The US Bureau of Economic Analysis (BEA) last week released its 2020 data on the US direct investment position abroad on the part of its multinational enterprises. This allows us to update the analysis of US investment in Australia contained in my report, Australia-US bilateral investment in 2020: Taxing times.
The calculation of direct investment in the US data differs in methodology from that employed by the Australian Bureau of Statistics. In particular, it measures US investment abroad on a historical costs basis, which does not account for subsequent changes in the value of US investment due to movements in exchange rates and prices. However, it is useful to benchmark Australia’s performance attracting US investment because it allows for consistent comparisons to be made with US investment in other countries and regions.
As noted in my report, US direct investment in Australia peaked in 2014 at US$177.4 billion. Since 2017, when President Trump’s Tax Reform and Jobs Act lowered the US corporate tax rate from 35 per cent to 21 per cent, US direct investment in Australia has fallen by nearly 4 per cent to US$163.5 billion in 2020.
The following table shows how Australia compares to the rest of the world and selected peer economies and regions. Growth in US investment in Australia lagged behind the rest of the world in both 2020 and for the period from 2017-20. Text
In my report, I analysed some of the factors behind this underperformance. While a range of factors are at work, Australia’s relatively high corporate tax rate and tax burden on capital in the wake of President Trump’s tax reforms is one factor.
The BEA data also allows us to calculate the return on US investment in Australia by dividing direct investment income without current cost adjustment by the direct investment position on a historical cost basis. US direct investment in Australia returned 4.5 per cent in 2020, down from 5.6 per cent in 2019 and compared to an average of 7 per cent since 1999. These lower returns on US investment in Australia are also likely a factor behind the cooling interest on the part of US firms.

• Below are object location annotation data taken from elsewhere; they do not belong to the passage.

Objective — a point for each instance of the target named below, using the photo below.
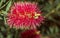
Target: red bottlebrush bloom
(30, 34)
(24, 15)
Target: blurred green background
(50, 28)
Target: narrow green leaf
(8, 6)
(1, 36)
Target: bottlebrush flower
(24, 15)
(30, 34)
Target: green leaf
(8, 6)
(56, 29)
(1, 36)
(1, 2)
(9, 36)
(4, 12)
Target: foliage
(50, 26)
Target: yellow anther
(36, 15)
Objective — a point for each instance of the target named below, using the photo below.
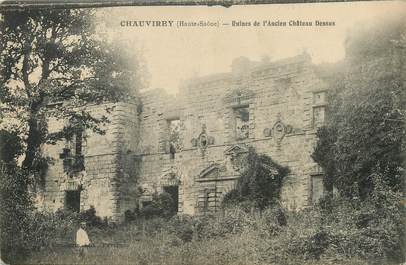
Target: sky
(172, 54)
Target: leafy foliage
(52, 65)
(260, 182)
(365, 131)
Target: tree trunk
(33, 143)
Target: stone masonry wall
(275, 93)
(101, 182)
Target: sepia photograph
(246, 134)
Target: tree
(260, 181)
(52, 65)
(365, 131)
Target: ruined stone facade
(185, 144)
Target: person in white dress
(82, 239)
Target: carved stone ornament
(203, 141)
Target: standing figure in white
(82, 239)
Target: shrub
(89, 216)
(260, 182)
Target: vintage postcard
(192, 134)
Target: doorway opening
(72, 200)
(174, 192)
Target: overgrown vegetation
(260, 182)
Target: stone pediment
(169, 177)
(209, 171)
(235, 150)
(239, 96)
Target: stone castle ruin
(185, 144)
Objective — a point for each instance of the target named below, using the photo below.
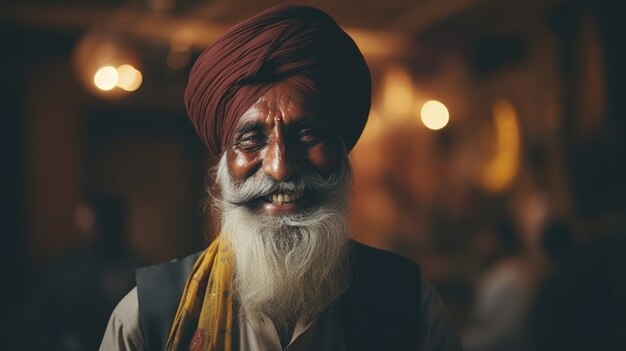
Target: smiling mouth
(283, 198)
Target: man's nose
(280, 162)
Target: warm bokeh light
(503, 166)
(106, 78)
(129, 78)
(434, 115)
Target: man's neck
(285, 333)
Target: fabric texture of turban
(300, 45)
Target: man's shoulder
(170, 266)
(370, 258)
(159, 288)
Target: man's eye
(251, 141)
(310, 136)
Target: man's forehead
(289, 107)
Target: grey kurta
(324, 333)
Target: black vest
(379, 311)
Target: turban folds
(300, 45)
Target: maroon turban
(300, 45)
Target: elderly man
(281, 98)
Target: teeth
(285, 198)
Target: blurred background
(493, 156)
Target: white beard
(287, 267)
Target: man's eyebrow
(247, 126)
(311, 121)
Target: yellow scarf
(204, 318)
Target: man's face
(283, 135)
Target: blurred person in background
(498, 320)
(70, 306)
(280, 99)
(581, 304)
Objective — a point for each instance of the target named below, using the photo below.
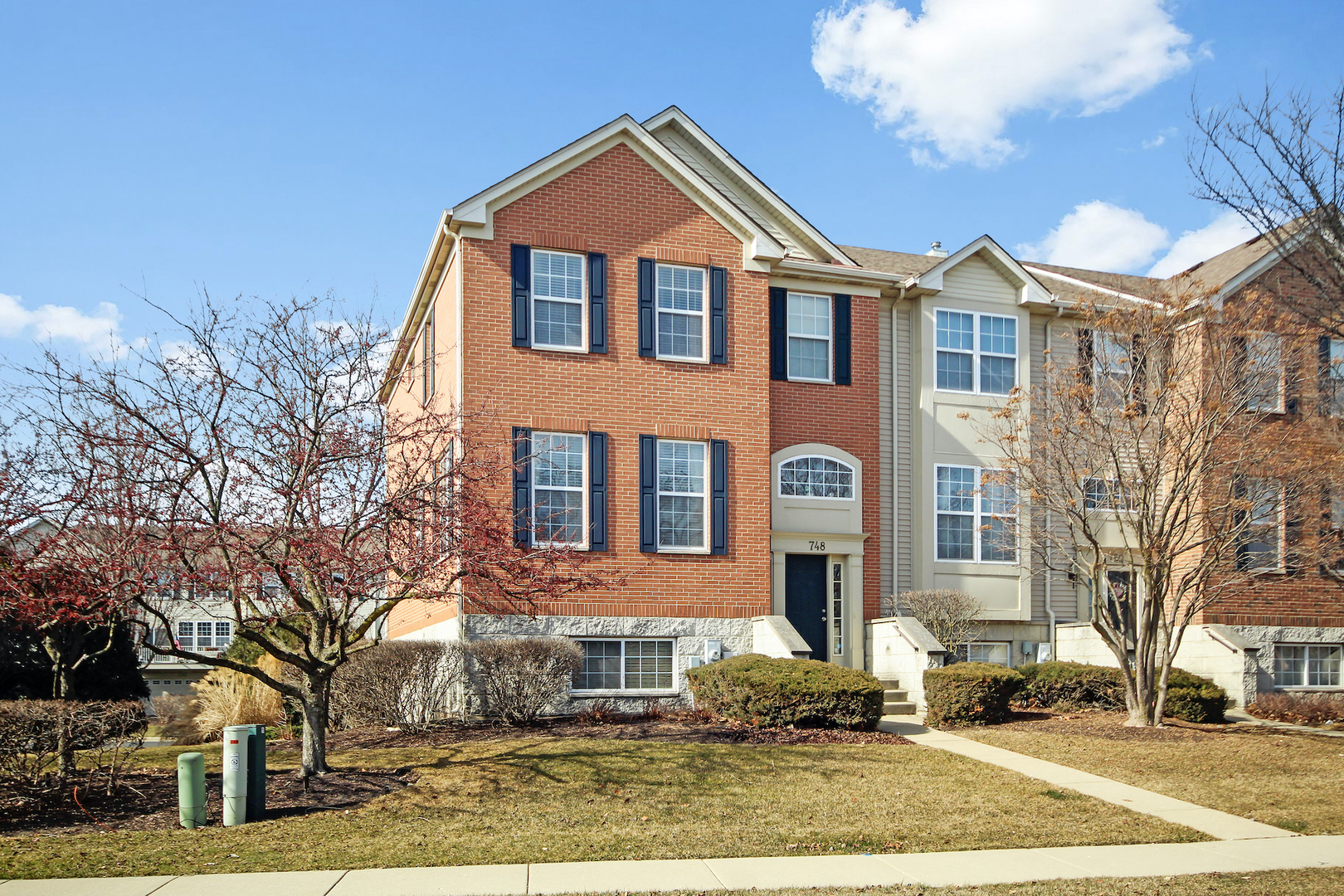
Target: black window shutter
(718, 496)
(1138, 368)
(522, 486)
(1085, 363)
(648, 494)
(841, 340)
(1324, 384)
(1239, 519)
(647, 316)
(597, 490)
(778, 334)
(597, 303)
(522, 264)
(718, 314)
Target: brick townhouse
(771, 433)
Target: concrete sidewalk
(1210, 821)
(695, 874)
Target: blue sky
(277, 148)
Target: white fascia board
(437, 261)
(475, 217)
(1029, 288)
(777, 207)
(856, 281)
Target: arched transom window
(816, 477)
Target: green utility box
(191, 790)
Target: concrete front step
(898, 709)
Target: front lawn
(541, 800)
(1292, 781)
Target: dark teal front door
(806, 599)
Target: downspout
(1050, 529)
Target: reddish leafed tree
(262, 468)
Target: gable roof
(738, 186)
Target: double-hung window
(1262, 546)
(975, 353)
(1113, 368)
(680, 308)
(1107, 494)
(1264, 373)
(810, 338)
(680, 494)
(558, 475)
(976, 514)
(557, 299)
(626, 665)
(1308, 665)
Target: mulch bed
(676, 727)
(149, 801)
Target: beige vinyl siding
(976, 280)
(903, 445)
(886, 446)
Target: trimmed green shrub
(800, 694)
(1194, 699)
(969, 694)
(1071, 685)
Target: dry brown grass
(528, 800)
(1292, 781)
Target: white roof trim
(1085, 284)
(479, 210)
(1029, 288)
(776, 204)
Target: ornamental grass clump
(800, 694)
(969, 694)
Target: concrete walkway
(695, 874)
(1213, 822)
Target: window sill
(621, 692)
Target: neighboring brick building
(767, 433)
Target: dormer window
(816, 477)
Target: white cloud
(951, 77)
(1099, 236)
(99, 334)
(1159, 140)
(1194, 246)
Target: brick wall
(617, 204)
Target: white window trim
(778, 479)
(980, 518)
(582, 544)
(976, 353)
(704, 497)
(828, 338)
(582, 303)
(622, 689)
(1281, 407)
(704, 358)
(1305, 668)
(1281, 512)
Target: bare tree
(261, 466)
(1276, 160)
(951, 616)
(1159, 464)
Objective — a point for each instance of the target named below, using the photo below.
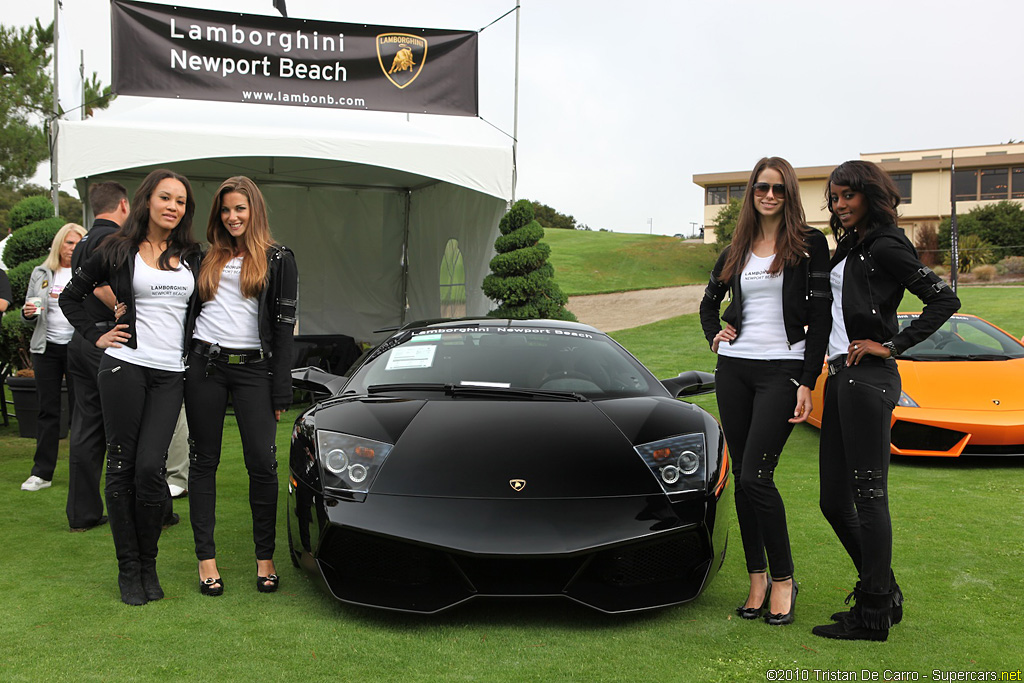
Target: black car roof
(442, 323)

The Biden administration has proposed a number of changes to the US corporate tax system, which would raise the tax burden on US corporations both at home and abroad. This includes an increase in the US corporate income tax rate from 21 per cent to 28 per cent, although state taxes will increase the combined state and federal top rate to above 30 per cent. The increase in the US corporate tax rate, if passed by Congress, will make Australia a more attractive destination for US investors on a relative basis. However, it is also likely to reduce investment by US firms and may see a significant restructuring of the operations and ownership of US multinational enterprises. The net effect on US investment abroad, and US investment in Australia in particular, is ambiguous. However, there is always opportunity for Australia to implement tax and other policy changes that are more friendly to foreign investors, including those from the United States.
Australia is running large current account surpluses, at least for now. As such, the need to import foreign capital to fund domestic investment is reduced. However, other forms of foreign capital inflow are not a perfect substitute for US direct investment. The knowledge and intellectual property transfers, as well as access to managerial talent and supply chains, that accompany FDI are often firm- and country-specific. These are all important benefits associated with US direct investment in Australia. Australian policymakers should be concerned that our biggest traditional investor appears to have gone decidedly cool on Australia compared to its peers.